The motto of the City of Paris is a Latin phrase “Fluctuat nec mergitur”, which has been used since at least 1358.
Fluctuat nec mergitur is a Latin phrase meaning “Tossed but not sunk” and translated as “Elle est agitée par les vagues, et ne sombre pas” in French (literally : “She is tossed by the waves but does not sink“).
The motto is part of Paris’ coat of arms which represents a white boat floating on rough waters topped with gold fleurs-de-lys. The traditional colours of Paris are red and blue. The French tricolour flag comprises of the two colours of Paris in addition to the King’s colour (white).

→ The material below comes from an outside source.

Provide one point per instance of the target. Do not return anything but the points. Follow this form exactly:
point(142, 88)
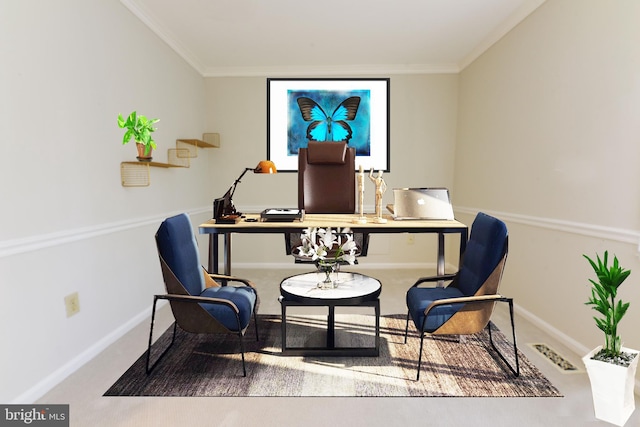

The motto is believed to have been used since at least 1358 by the powerful Guild of Boatmen of the River Seine. The motto and the coat of arms were made official some 160 years ago by Baron Haussmann on 24 November 1853.
In the aftermath of the Paris attacks in November 2015, the motto became very popular as it was extensively used in social media as a symbol of Paris’ courage against terrorism.
Today the coat of arms and motto of Paris are found on many public buildings of the French capital, including the town-halls of the 20 arrondissements of Paris, the Paris City-Hall, train stations, bridges, primary and secondary schools. It also appears on the official livery of the Paris Fire Brigade and on the helmets of the Republican Guard.